Section 30(1)(c) is designed to protect positions taken for the purpose of any negotiation carried on by or on behalf of the Government or an FOI body. It is important to note that this exemption does not contain a harm test (unlike sections 30(1)(a) and 30(1)(b) of the FOI Act). It is sufficient that access to the record concerned could reasonably be expected to disclose such negotiation positions, plans etc. There is no requirement to take a view on the consequences of the disclosure of those positions or that disclosure would have an adverse effect on conduct by the Government or the FOI body of its negotiations. However, this matter may be relevant to the public interest test.

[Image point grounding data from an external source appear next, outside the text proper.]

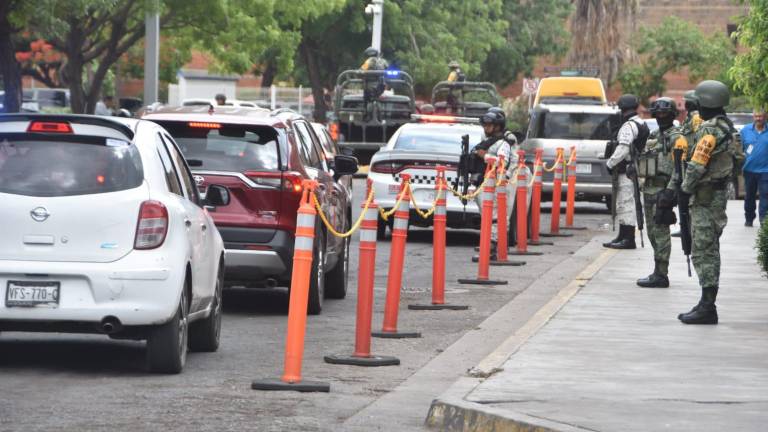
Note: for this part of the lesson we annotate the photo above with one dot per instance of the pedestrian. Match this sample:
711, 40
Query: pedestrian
627, 143
707, 174
754, 140
656, 167
105, 106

As noted earlier, the Department’s internal review decision does not explain its basis for relying on section 30(1)(c). In inviting its submissions, the Investigator said that the report, on its face, does not seem concerned with, or to relate to, any negotiations. She asked the Department to explain why it felt that it discloses an FOI body’s or the Government’s negotiating positions or plans etc. for such negotiations. She also asked it to describe the negotiations concerned, their current stage and how they could be affected by disclosure of the relevant negotiating positions/plans. The Department’s submission does not address section 30(1)(c) at all or, as already noted, answer the Investigator’s questions.
Having regard to the content of the report, and in the absence of any argument from the Department, I see no basis for finding that its disclosure could reasonably be expected to disclose positions taken or to be taken or plans, etc. to be used or followed, for the purpose of any negotiations carried on or being, or to be, carried on by or on behalf of the Government or an FOI body. I find that section 30(1)(c) does not apply. There is no need for me to consider the public interest test in the circumstances.

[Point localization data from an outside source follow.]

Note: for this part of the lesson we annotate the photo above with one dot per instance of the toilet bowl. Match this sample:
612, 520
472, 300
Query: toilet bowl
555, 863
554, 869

Finally, this Office’s Investigator asked the Department to supply her with contact details of any third parties whose interests it felt may be affected by release of the record. She also asked it if the report had previously been supplied to any third parties. The Department did not answer these questions. In such circumstances and having examined the report, it is not apparent to me that any third parties might be affected by its release.

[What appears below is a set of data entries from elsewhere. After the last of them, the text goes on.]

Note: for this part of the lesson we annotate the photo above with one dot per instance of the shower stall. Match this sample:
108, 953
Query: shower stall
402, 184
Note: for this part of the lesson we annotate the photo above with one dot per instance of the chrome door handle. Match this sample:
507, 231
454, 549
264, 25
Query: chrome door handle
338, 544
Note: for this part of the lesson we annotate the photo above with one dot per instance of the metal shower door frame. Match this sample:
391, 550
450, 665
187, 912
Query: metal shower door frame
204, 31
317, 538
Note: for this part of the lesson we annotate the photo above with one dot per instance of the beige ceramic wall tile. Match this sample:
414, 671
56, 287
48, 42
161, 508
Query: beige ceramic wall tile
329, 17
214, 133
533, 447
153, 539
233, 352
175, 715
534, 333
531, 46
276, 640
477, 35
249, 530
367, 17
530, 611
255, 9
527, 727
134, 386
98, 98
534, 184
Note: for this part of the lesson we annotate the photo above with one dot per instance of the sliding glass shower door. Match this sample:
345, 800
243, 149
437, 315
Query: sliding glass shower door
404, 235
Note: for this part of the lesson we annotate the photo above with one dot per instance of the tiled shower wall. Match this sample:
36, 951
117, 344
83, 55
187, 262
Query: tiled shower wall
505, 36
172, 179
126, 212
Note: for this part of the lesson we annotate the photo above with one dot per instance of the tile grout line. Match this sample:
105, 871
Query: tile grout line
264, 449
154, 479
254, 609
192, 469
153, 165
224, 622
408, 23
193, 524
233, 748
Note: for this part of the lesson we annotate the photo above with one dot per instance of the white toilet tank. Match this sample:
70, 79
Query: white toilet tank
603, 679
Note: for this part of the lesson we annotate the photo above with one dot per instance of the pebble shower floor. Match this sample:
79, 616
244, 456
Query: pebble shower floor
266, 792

Having carried out a review under section 22(2) of the FOI Act, I hereby annul the Department’s refusal of the record and I direct that access be granted to it.
Section 24 of the FOI Act sets out detailed provisions for an appeal to the High Court by a party to a review, or any other person affected by the decision. In summary, such an appeal, normally on a point of law, must be initiated not later than four weeks after notice of the decision was given to the person bringing the appeal.